Spectromicroscopic evidence of interstitial and substitutional dopants in association with oxygen vacancies in Sm-doped ceria nanoparticles

Abstract

Dopant-induced structural differences and defects in Sm doped CeO₂ nanoparticles (NPs) exhibiting room temperature ferromagnetism were investigated by complementary spectroscopic analysis, including X-ray Absorption Spectroscopy, Extended X-Ray Absorption Fine Structure analysis, Raman spectroscopy and atomically resolved Scanning Transmission Electron Microscopy-Electron Energy Loss Spectroscopy (STEM-EELS). The CeO₂ NPs were prepared by precipitation methods with Sm/Ce ratios ranging from 0 to 0.17 and with typical sizes from 2 to 4 nanometers. These results demonstrated that the nature and the distributions of defects strongly depend on the concentrations of the dopants. Two regimes in the formation of these (Ce_1−x, Sm_x)O_2−δ NPs were observed.
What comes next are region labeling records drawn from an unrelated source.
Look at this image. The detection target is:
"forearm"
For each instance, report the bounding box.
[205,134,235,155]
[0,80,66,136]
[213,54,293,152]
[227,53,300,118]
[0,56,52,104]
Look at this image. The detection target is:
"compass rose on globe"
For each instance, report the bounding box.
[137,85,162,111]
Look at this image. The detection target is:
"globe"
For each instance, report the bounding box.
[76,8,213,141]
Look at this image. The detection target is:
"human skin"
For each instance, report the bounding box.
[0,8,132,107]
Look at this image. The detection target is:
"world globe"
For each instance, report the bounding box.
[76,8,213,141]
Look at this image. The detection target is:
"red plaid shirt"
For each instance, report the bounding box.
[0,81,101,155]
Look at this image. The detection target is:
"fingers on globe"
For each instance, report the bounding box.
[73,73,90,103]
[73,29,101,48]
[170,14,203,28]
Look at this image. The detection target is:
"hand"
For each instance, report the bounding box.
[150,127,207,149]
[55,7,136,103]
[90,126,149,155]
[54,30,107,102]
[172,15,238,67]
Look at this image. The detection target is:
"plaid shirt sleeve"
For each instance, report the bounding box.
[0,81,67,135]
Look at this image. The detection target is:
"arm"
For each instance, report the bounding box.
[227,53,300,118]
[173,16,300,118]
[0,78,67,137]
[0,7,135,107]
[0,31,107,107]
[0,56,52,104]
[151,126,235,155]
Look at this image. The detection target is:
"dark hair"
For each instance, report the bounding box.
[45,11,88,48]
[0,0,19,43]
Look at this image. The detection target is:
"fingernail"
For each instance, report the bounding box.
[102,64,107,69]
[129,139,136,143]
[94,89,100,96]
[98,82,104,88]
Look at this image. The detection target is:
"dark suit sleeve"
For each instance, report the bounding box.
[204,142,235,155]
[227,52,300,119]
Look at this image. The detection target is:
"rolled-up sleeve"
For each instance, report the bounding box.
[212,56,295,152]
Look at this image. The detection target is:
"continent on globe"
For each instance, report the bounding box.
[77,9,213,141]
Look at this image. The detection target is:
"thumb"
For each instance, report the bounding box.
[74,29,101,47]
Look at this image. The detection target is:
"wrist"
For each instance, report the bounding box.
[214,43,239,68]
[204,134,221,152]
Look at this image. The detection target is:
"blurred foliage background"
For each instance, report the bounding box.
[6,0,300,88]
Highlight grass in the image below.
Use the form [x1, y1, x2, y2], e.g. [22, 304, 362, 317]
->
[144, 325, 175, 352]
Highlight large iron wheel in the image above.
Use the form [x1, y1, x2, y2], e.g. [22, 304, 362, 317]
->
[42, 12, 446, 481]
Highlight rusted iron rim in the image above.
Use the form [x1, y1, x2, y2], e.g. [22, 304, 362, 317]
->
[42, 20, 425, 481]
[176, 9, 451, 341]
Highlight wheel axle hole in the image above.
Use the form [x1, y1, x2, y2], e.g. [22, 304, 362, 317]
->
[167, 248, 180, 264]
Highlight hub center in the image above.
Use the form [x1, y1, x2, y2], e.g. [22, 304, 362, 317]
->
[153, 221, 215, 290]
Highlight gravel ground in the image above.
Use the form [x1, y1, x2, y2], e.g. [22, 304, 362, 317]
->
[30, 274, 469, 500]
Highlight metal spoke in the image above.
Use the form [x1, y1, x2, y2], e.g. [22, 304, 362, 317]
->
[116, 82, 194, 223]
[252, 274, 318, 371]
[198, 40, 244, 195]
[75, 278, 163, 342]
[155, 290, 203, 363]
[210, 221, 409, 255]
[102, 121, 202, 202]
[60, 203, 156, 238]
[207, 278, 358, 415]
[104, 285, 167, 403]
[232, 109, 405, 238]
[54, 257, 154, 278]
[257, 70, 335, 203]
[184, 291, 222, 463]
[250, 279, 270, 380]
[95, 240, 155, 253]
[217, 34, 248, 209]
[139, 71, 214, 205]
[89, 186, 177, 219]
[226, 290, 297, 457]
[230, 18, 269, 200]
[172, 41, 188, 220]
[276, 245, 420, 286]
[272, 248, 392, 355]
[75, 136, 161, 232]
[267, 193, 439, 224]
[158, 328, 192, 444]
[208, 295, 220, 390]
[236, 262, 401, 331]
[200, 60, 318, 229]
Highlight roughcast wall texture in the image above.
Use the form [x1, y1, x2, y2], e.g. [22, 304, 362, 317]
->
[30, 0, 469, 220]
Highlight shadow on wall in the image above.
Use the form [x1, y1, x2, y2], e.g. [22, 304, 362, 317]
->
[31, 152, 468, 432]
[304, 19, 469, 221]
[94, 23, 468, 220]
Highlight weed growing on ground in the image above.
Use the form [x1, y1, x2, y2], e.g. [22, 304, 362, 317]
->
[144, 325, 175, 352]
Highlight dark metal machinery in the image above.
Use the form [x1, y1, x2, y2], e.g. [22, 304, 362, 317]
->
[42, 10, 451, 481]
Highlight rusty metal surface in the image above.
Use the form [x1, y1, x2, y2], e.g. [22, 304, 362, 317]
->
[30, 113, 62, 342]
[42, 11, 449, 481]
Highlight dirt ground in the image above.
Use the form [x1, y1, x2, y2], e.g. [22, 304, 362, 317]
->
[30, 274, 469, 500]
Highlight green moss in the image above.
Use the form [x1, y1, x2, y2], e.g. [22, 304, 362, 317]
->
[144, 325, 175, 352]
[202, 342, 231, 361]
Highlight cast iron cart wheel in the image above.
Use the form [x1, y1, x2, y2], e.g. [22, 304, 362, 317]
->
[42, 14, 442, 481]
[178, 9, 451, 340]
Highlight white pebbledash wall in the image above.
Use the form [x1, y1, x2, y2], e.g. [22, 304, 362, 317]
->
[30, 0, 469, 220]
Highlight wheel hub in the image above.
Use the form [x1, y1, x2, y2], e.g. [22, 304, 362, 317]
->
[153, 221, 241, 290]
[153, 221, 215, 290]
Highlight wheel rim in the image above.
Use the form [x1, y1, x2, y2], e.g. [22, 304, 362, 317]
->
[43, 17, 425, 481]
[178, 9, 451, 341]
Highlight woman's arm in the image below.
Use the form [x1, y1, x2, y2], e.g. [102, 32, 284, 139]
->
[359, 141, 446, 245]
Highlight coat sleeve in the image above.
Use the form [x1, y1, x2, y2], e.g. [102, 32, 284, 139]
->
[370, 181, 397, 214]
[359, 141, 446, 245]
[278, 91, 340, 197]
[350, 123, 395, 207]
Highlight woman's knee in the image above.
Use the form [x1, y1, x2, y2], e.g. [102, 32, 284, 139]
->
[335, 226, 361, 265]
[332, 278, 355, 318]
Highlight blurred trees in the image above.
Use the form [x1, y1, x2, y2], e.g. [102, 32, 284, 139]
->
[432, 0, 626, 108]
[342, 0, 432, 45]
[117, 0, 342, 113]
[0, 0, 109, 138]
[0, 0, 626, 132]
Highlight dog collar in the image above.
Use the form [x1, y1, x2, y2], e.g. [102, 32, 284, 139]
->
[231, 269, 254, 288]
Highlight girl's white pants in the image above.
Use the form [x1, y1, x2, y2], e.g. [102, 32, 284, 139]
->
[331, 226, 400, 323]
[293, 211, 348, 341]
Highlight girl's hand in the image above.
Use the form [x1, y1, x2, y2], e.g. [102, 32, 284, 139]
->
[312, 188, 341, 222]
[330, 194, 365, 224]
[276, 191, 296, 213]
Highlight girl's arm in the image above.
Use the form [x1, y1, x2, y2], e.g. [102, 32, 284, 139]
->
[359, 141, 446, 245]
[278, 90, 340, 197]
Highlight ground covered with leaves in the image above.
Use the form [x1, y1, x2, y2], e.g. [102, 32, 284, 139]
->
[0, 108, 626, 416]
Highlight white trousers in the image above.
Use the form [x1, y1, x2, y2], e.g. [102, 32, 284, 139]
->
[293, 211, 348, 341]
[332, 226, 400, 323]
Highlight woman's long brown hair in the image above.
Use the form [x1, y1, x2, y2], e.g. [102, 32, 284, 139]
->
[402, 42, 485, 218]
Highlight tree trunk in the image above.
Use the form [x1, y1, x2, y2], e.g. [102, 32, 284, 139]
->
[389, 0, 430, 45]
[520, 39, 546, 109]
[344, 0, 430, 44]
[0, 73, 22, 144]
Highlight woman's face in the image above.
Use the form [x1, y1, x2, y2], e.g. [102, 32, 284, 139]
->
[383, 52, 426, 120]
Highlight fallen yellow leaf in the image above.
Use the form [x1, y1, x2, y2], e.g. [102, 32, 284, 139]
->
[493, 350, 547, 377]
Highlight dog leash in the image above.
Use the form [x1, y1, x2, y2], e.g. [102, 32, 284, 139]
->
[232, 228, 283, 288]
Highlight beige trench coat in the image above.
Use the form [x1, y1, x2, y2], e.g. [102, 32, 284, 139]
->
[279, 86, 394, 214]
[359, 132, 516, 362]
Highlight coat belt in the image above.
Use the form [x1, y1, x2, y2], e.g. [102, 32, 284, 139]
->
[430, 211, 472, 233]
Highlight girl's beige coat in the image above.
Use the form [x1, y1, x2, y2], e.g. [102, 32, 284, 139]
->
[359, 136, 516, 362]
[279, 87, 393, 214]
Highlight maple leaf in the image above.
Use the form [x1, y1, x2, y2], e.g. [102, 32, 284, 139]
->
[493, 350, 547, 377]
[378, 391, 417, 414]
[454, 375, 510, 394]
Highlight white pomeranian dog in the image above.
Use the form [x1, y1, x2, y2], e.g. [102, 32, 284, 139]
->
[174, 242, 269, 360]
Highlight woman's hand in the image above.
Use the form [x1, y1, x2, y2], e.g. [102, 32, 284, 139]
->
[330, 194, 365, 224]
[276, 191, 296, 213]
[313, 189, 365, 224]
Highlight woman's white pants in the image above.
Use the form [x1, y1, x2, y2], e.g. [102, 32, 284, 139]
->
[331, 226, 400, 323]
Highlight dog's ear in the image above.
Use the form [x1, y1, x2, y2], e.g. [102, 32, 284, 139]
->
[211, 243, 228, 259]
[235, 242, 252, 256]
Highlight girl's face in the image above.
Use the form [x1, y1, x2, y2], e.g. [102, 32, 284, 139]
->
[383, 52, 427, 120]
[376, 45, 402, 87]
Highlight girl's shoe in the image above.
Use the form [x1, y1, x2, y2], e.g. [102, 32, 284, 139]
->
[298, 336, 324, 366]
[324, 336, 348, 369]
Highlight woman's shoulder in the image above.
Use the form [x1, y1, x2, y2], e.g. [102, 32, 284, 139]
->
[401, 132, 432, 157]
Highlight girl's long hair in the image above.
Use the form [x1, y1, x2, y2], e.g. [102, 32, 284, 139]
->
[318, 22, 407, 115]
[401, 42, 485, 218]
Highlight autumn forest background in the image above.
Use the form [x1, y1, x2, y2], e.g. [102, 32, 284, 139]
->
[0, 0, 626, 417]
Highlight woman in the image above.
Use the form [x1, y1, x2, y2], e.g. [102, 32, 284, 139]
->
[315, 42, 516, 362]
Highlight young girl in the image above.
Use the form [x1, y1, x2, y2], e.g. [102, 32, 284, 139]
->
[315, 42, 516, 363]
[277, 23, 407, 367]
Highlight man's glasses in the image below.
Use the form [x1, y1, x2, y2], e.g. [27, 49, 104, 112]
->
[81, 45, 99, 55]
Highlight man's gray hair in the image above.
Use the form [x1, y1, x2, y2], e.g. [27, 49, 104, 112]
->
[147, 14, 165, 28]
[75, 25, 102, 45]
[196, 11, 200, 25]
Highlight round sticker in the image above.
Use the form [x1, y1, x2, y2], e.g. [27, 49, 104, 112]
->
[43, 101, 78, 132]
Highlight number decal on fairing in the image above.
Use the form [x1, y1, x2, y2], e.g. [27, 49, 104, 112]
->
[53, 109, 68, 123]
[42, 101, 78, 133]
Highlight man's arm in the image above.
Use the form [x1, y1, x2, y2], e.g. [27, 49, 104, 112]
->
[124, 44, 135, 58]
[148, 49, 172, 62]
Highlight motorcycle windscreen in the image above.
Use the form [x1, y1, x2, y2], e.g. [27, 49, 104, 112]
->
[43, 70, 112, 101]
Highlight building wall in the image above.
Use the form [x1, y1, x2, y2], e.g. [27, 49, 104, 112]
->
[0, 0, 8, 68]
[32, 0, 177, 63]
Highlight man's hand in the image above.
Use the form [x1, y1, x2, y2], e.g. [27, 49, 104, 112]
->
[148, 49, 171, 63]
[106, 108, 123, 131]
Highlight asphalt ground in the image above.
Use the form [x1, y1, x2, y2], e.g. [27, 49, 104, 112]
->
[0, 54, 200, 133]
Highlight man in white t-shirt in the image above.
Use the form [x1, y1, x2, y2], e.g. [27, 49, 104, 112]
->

At lower dopant levels (x < 7%), Sm³⁺ atoms mainly replace the Ce atoms in the (Ce³⁺–O²⁻ vacancy) complexes which are present in ceria NPs. The dopants are unambiguously observed and localized as diluted by real space STEM-EELS spectromicroscopy done with atomic sensitivity. Nevertheless, this substitution induces a strong structural rearrangement and some Sm dopants are also observed as interstitials in association with Ce vacancies. At higher doping concentrations (x > 7%), a Sm rich phase in association with a high amount of oxygen vacancies is observed at the surface of the particles. It results in the formation of core–shell type nanoparticles with crystallographic continuities where a Sm doped CeO_2−δ core is surrounded by a layer of typical (Ce_0.7, Sm_0.3)₂O₃ composition.